Virgil Lee Garvin, born New Year’s Day 1876 in Navasota, made his professional baseball debut with the Texas League’s 1895 Sherman Orphans. An outstanding pitcher, “Ned,” as friends called him, seemed plagued by bad luck. He spent a majority of his 13-year career on light-hitting teams scoring few runs to back their pitching. In six minor league seasons, Garvin won barely half his games but posted an incredible 1.85 ERA. In seven major league seasons, the tall Texan ranked near the top of the pitching charts each year, and finished his career with a 2.72 ERA. Unfortunately, as he bounced between Philadelphia, Chicago, New York, and Milwaukee, his teammates generally played poorly, and his 58-97 record earned him the title of “hard luck pitcher of the dead ball era.” Whether or not frustration on the ball field led to Garvin’s general demeanor is unknown, but it likely had little impact. Ned arrived on the baseball scene with a chip on his shoulder, and both teammates and opposing players quickly dubbed him the “Navasota Tarantula.” Outside of Texas, “The Texas Demon” offered a better sense of geography but carried the same meaning. Ned Garvin was one “bad dude.”
When John McCloskey left the Texas League in late 1895, he took a number of the League’s better players to New England and fielded a club he called the New Haven Texas Steers. Described as “clean-cut, gentle, and amiable” under ordinary circumstances, those in Connecticut looked forward to hosting the soft-spoken Texan. Then, of course, they met him. Under “ordinary” circumstances,” Ned Garvin may have been a fine fellow. Unfortunately, the tall pitcher spent a majority of his time in a more extraordinary state of mind—extraordinarily drunk, that is.

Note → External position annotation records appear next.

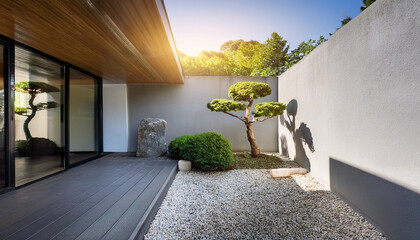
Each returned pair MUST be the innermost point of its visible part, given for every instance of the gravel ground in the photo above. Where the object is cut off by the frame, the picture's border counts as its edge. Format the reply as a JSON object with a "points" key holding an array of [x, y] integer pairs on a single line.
{"points": [[249, 204]]}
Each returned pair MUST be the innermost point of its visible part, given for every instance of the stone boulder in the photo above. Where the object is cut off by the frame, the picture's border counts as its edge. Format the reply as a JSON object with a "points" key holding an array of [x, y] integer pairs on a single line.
{"points": [[151, 138]]}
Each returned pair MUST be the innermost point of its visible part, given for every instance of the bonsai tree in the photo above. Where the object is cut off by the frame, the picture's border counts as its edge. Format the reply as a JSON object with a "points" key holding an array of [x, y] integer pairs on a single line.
{"points": [[248, 92], [33, 88]]}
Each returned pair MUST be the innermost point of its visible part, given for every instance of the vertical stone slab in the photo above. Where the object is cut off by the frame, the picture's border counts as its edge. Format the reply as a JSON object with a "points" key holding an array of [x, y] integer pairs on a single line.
{"points": [[151, 138]]}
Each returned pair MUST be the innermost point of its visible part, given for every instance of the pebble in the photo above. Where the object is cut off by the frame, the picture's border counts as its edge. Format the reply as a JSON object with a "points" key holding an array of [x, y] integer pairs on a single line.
{"points": [[249, 204]]}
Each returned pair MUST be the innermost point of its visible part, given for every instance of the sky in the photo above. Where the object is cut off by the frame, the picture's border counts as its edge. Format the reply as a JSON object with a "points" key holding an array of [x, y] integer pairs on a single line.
{"points": [[206, 24]]}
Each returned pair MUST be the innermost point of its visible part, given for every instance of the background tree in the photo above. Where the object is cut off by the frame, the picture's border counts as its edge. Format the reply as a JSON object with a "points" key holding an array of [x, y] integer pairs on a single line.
{"points": [[248, 92], [366, 4], [33, 89], [272, 57], [301, 51]]}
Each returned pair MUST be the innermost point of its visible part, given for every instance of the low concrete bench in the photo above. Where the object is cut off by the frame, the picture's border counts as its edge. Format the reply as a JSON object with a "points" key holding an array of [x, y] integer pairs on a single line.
{"points": [[286, 172]]}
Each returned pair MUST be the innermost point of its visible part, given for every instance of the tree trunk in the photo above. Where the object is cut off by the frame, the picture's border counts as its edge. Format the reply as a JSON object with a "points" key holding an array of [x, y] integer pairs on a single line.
{"points": [[255, 150], [30, 117]]}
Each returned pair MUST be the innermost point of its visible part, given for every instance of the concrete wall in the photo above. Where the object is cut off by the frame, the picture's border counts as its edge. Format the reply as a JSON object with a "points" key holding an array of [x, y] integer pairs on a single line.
{"points": [[184, 108], [115, 117], [359, 96]]}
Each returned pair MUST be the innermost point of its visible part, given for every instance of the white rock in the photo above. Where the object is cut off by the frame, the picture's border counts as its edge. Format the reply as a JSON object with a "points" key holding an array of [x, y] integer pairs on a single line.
{"points": [[286, 172], [184, 165]]}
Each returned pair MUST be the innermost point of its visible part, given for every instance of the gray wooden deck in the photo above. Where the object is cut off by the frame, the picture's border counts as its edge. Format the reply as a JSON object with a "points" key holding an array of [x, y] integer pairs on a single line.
{"points": [[114, 197]]}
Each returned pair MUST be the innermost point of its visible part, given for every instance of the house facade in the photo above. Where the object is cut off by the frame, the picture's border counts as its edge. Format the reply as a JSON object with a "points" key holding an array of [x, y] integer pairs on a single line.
{"points": [[55, 55]]}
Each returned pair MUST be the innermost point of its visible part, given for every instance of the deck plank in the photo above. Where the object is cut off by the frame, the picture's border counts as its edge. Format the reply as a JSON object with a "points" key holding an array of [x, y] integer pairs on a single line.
{"points": [[61, 206]]}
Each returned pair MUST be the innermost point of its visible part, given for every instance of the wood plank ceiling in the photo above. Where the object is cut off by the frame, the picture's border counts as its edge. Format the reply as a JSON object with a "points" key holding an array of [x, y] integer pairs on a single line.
{"points": [[119, 40]]}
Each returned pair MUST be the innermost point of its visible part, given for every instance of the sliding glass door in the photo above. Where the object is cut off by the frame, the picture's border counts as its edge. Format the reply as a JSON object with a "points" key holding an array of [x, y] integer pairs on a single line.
{"points": [[39, 85], [50, 115], [3, 174], [83, 116]]}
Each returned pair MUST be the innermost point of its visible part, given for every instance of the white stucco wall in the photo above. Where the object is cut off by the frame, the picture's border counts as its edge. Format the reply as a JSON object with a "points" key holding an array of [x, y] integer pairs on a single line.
{"points": [[359, 94], [184, 107], [115, 121]]}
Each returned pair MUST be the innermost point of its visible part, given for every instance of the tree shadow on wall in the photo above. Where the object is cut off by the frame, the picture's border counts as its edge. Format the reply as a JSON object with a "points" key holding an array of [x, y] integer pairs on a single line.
{"points": [[301, 135]]}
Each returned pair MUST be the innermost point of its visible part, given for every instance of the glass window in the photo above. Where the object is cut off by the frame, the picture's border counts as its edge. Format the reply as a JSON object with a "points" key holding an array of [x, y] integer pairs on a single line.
{"points": [[2, 127], [39, 85]]}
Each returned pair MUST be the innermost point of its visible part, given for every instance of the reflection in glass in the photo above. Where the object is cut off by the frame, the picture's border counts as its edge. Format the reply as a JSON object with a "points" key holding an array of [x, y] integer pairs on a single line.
{"points": [[83, 120], [2, 128], [38, 93]]}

Ned Garvin’s misdeeds are too many to go over in detail, but he first gained national attention soon after his big league debut on a road trip to New York. In Garvin’s traditional evening sanctuary, a saloon, rival second baseman Tom Daly of the Brooklyn Superbras made the mistake of informing Ned he wasn’t the great pitcher sportswriters claimed; in fact, he suggested Ned might be better off back on his Texas ranch. The accounts of what occurred next are as much legend as fact, but witnesses stated Garvin knocked Daly out cold with a single punch, then placed a beer glass over his face and began stomping it. The damage to Daly’s face was severe enough to earn Garvin a charge of assault with a deadly weapon. Garvin’s defense? Daly’s suggestion that Ned return to Texas was a “dispersion on his birthplace.” Garvin merely defended Texas’ honor. The court didn’t necessarily disagree, and assessed Garvin a small fine.
Garvin made assault with a deadly weapon, if not attempted murder, as much a part of his persona as his unhittable curve ball. He assaulted a team secretary who informed Garvin his contract was, in fact, binding and later took a pot shot at an African-American shoeshine-man in Milwaukee after being dissatisfied with his work. He also shot a bartender in Chicago during a drunken argument before half-heartedly attempting to kill a policeman who intervened. Though narrowly missing the officer’s head with two shots, the courts only punished Garvin with a $100 fine. The White Sox weren’t nearly as forgiving and a day later presented Ned his release papers. All the release did was offer the Tarantula another chance to create trouble in New York when he signed Brooklyn. After a relatively peaceful two seasons, Garvin reverted to his old form and assaulted an insurance salesman who seemed more interested in the newspaper than entertaining him in conversation as the two sat in a hotel lobby. Although the salesman suffered a broken nose, he accepted an apology and $50 cash from Garvin after he sobered-up. But, the incident and its publicity in the nation’s largest city essentially finished Garvin’s major league career.
In 1905, Ned returned to the minor leagues, this time on the west coast where his reputation was not nearly as well-known. Over three seasons out west, Garvin won a spectacular 65 games. But, his hard-luck continued. Although giving up an average of just two runs a game, Ned also lost 53 starts. As far as baseball historians know, Garvin stayed out of trouble after the incident in New York, but the big leagues never called. Despite his good behavior, in 1908 the Texas Demon met a challenger his fist, a revolver, or a shot of liquor couldn’t whip when he contracted tuberculosis. He died in Fresno, California, in June of the same year. Unfortunately, Ned Garvin never made back to the state he was so quick to defend early in his career. He’s buried in Fresno’s Mountain View Cemetery.